Además del hambre, se mencionan las guerras fratricidas que asuelan
Centroamérica, aliadas de la corrosión de la muerte, que su poesía ataca con
ardor; al igual que la violencia contra la mujer:
un hombre que golpea a una mujer
mide su puño
sobre un estambre vítreo perturbable
fracturable
sobre cálcareas floras y osamentas . .
.
un
hombre que golpea a una mujer
asciende
hacia la nada
está vencido (100-01).
Se dice que casi todos los poetas temen a
la muerte. En algunos casos esta condición asume ribetes neuróticos. Tal sucedía
con Juan Ramón Jiménez, el Premio Nobel español, que desde su más temprana
juventud vivió obsesionado con la Inexorable. Pero como dije ya, en la poesía
de Ana Istarú la pugna vida/muerte adquiere un cariz singular y recuerda el
poema “Rebelde” de Ibarborou en que la protagonista atraviesa el río Leteo
cantando, y termina por seducir a Caronte, el barquero de la Muerte. El sujeto
en los poemas de Ana Istarú asume la misma actitud desafiante:
soy animal
terrena
efímera por tanto
pero juro tomarle las muñecas
sollozando
mirando a gritos
el pedacito de aire que abandono
la
luz a mis espaldas
y todo cuanto quise
voy a batirme
echándole
a perder su regocijo (110).
No estamos aquí ante la conformidad
al estilo de las coplas de Jorge Manrique, ni mucho menos se trata de la medieval Danza de la Muerte, donde esta tiene
la última palabra. El amor a la vida
intenta anular la resignación y la inermidad del ser humano cara a la Impostergable.
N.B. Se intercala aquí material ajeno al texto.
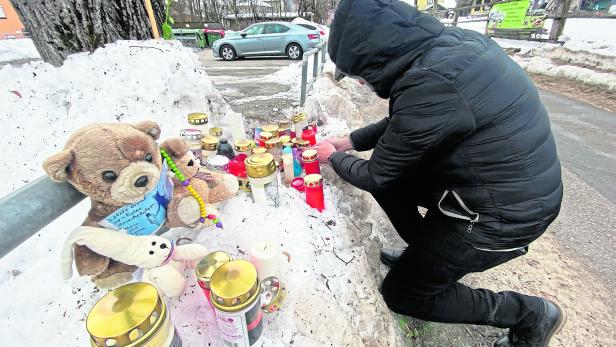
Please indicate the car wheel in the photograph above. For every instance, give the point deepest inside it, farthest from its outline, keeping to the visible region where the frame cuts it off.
(295, 51)
(228, 53)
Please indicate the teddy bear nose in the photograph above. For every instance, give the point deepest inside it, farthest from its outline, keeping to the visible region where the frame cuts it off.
(142, 181)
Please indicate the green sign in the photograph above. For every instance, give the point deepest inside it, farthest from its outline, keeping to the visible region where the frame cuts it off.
(509, 15)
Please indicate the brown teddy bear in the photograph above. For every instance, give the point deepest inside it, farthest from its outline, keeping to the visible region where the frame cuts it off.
(118, 165)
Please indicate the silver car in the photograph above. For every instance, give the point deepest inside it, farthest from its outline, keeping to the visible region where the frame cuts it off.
(267, 39)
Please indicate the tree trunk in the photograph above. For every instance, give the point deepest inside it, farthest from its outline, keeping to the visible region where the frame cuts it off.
(63, 27)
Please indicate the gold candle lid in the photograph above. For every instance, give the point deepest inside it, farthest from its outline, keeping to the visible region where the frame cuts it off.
(285, 138)
(191, 134)
(126, 315)
(197, 118)
(265, 135)
(301, 143)
(272, 143)
(299, 117)
(208, 265)
(216, 131)
(271, 128)
(309, 155)
(209, 143)
(284, 125)
(258, 150)
(260, 165)
(243, 145)
(273, 294)
(234, 285)
(313, 180)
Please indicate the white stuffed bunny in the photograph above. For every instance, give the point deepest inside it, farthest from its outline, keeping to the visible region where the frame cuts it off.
(162, 262)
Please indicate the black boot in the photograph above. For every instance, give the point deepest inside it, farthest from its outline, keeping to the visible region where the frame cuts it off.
(553, 320)
(389, 256)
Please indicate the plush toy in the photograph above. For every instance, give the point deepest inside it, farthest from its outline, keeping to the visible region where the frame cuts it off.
(120, 167)
(214, 187)
(163, 263)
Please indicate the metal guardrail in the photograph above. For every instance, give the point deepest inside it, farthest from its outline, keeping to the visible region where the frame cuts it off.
(317, 68)
(27, 210)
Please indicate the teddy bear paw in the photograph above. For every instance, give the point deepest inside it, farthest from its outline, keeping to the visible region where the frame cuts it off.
(188, 210)
(231, 183)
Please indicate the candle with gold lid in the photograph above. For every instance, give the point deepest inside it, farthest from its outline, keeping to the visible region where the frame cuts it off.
(210, 145)
(216, 131)
(263, 174)
(259, 150)
(243, 146)
(199, 120)
(271, 128)
(284, 128)
(132, 315)
(236, 299)
(264, 136)
(206, 268)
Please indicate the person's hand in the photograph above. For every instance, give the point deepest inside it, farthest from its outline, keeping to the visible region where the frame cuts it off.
(340, 143)
(324, 151)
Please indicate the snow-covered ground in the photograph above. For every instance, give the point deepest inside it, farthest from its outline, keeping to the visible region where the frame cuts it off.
(17, 50)
(327, 275)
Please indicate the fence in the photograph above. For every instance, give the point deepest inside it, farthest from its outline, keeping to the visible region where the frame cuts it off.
(558, 15)
(317, 68)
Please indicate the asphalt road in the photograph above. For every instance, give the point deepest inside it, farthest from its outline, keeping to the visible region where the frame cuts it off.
(249, 87)
(585, 136)
(586, 141)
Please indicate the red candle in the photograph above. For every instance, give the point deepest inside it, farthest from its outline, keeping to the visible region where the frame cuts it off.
(311, 162)
(313, 186)
(310, 135)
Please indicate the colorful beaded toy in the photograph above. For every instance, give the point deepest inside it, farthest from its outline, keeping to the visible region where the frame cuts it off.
(186, 183)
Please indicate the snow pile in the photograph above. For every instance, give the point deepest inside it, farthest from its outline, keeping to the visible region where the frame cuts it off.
(545, 66)
(126, 81)
(327, 273)
(17, 49)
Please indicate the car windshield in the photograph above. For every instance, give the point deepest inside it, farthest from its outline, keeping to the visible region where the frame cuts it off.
(308, 26)
(254, 30)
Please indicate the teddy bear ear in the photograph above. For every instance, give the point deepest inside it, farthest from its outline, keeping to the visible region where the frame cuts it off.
(149, 127)
(175, 146)
(57, 166)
El sujeto lírico sabe que la vida es difícil, pero como los renacentistas,
comprende que es una experiencia maravillosa, la única que los dioses nos conceden.
El siglo XX se caracterizó en literatura
por la constante ruptura con los movimientos precedentes –propio de la
modernidad-, por el afán de novedad. Tanto que, según el filósofo argentino
José Manuel Sebreli, la búsqueda obsesiva de la originalidad absoluta lleva este
movimiento a ser incomprensible; renuncia a la comunicación con el público y
elige ser elitista y a veces incluso solipsista para goce de su propio creador.
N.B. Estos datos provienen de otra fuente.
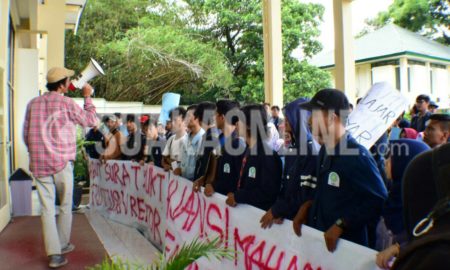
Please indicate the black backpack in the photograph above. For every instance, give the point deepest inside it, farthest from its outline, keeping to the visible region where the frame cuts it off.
(430, 248)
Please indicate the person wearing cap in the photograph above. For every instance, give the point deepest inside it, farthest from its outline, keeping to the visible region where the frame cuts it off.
(135, 144)
(113, 140)
(438, 130)
(49, 134)
(350, 191)
(418, 121)
(432, 107)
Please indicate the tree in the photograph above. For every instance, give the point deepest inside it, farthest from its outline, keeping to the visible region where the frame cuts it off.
(144, 53)
(429, 17)
(237, 27)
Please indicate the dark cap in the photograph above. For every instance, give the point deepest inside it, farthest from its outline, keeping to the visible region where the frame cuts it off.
(433, 104)
(328, 99)
(423, 97)
(440, 117)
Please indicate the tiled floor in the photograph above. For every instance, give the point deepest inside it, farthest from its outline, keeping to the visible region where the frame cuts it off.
(119, 240)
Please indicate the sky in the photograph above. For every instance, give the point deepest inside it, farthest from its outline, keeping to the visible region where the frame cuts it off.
(361, 10)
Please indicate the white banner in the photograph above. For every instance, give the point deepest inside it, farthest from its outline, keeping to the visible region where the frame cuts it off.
(171, 214)
(375, 113)
(131, 194)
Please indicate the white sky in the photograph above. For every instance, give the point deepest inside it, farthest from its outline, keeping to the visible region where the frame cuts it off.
(361, 10)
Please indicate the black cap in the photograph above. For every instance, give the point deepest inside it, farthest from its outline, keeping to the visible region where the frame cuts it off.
(328, 99)
(433, 104)
(423, 97)
(440, 117)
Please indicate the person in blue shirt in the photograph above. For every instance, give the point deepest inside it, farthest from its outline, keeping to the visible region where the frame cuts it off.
(299, 177)
(259, 179)
(350, 192)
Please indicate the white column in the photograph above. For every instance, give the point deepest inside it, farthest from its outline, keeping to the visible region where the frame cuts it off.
(343, 43)
(404, 75)
(273, 54)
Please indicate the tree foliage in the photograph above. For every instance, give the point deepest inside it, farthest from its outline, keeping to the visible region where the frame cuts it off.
(429, 17)
(203, 49)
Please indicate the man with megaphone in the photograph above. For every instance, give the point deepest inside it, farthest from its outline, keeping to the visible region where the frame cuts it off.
(50, 135)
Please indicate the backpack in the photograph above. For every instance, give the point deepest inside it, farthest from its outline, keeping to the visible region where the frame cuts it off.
(430, 249)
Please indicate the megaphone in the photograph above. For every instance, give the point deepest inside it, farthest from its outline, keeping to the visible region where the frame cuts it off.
(91, 71)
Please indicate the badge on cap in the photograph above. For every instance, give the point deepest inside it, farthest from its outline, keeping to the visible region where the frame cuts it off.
(252, 172)
(226, 168)
(333, 179)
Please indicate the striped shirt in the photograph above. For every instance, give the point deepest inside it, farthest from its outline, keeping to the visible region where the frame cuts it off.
(50, 131)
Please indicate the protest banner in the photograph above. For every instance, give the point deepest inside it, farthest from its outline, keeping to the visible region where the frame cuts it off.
(131, 194)
(191, 215)
(165, 208)
(375, 113)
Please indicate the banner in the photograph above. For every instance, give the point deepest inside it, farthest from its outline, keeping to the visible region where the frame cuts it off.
(131, 194)
(165, 208)
(375, 113)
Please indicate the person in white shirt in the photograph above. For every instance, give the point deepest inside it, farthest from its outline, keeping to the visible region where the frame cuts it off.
(192, 149)
(172, 153)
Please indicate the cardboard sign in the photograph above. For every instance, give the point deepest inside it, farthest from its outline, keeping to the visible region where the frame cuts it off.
(375, 113)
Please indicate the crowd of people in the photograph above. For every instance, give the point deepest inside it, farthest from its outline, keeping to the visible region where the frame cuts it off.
(306, 167)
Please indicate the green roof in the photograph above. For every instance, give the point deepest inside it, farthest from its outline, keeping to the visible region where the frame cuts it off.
(388, 41)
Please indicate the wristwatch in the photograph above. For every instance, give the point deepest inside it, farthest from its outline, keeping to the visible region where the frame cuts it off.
(340, 223)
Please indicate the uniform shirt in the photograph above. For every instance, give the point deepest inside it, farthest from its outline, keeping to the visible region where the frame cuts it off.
(260, 181)
(349, 187)
(210, 141)
(190, 154)
(49, 131)
(298, 186)
(419, 122)
(174, 147)
(229, 164)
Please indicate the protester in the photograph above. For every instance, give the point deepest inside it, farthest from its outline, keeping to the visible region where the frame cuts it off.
(192, 147)
(120, 126)
(204, 113)
(135, 144)
(438, 130)
(350, 192)
(226, 164)
(408, 133)
(52, 149)
(432, 107)
(299, 179)
(260, 175)
(419, 199)
(154, 144)
(172, 153)
(400, 155)
(168, 129)
(418, 121)
(113, 140)
(276, 119)
(95, 142)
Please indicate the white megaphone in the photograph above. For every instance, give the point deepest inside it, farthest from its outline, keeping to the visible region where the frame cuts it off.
(91, 71)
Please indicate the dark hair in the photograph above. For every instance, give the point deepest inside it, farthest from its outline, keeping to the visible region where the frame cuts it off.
(424, 98)
(54, 86)
(178, 111)
(131, 118)
(249, 111)
(192, 107)
(224, 106)
(205, 112)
Además, conduce a la falsa conclusión de
que la incomprensión es inherente a toda
gran obra de arte, que el aburrimiento es signo innegable de valor, y el
público ha debido adaptarse a ese tedio (368-70).
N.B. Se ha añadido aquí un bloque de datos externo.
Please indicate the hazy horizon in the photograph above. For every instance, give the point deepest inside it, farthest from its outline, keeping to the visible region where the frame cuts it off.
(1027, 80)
En cambio, Ana Istarú ha creado una poesía
de cuya permanencia nadie duda, sin que haya en la poeta ninguna obsesión
formal. Es verdad que en algunos momentos prescinde de la puntuación y las
mayúsculas –técnicas vanguardistas-, pero con frecuencia su poesía se acerca a estrofas
clásicas, ensayando la métrica tradicional, el octosílabo y la rima asonante
incluso. Así mismo su lengua poética nos recuerda la tradición española, a la Generación
del 27 y a las poetas postmodernistas de Hispanoamérica. La originalidad de Ana
Istarú la determinan su vitalidad y optimismo, que la conducen a modificar
cualquier tema que toque, dándole un nuevo giro y presentándolo ante nuestros
ojos desde una perspectiva novedosa.
No sorprende entonces que una de las
figuras literarias más abundantes en los textos de Ana Istarú sea la anáfora, que
surge de una gran compulsión comunicativa. Otro de sus recursos favoritos es la
alegoría –muy del gusto medieval-, cuya gran plasticidad sirve para conferirles
concreción a las ideas obsesivas, sobre todo a la muerte, la enemiga solapada,
que es necesario identificar para tenerla a raya. La prosopopeya es otra valiosa figura usada en
los poemas, que a veces recorre un camino inverso y va de lo animal a lo
humano, pero la clave sagrada, es el amor; el sentimiento que subyace en todo
el tinglado poético, lo que impulsa a las parejas al tálamo nupcial, a la
fiesta del sexo y por último genera el milagro de la concepción y, en
consecuencia, el parto, y la supervivencia humana. Así, el erotismo
todopoderoso adquiere una dimensión muy original en estos poemas. Ana
Istarú más que una rebelde, es la portavoz de la mujer nueva, anunciada por las
postmodernistas de comienzos del siglo XX, y que acaba de nacer entre nosotros.
Notas
1
Por comodidad metodológica, analizaré
el libro como si se tratara de una obra única, en vez de una antología.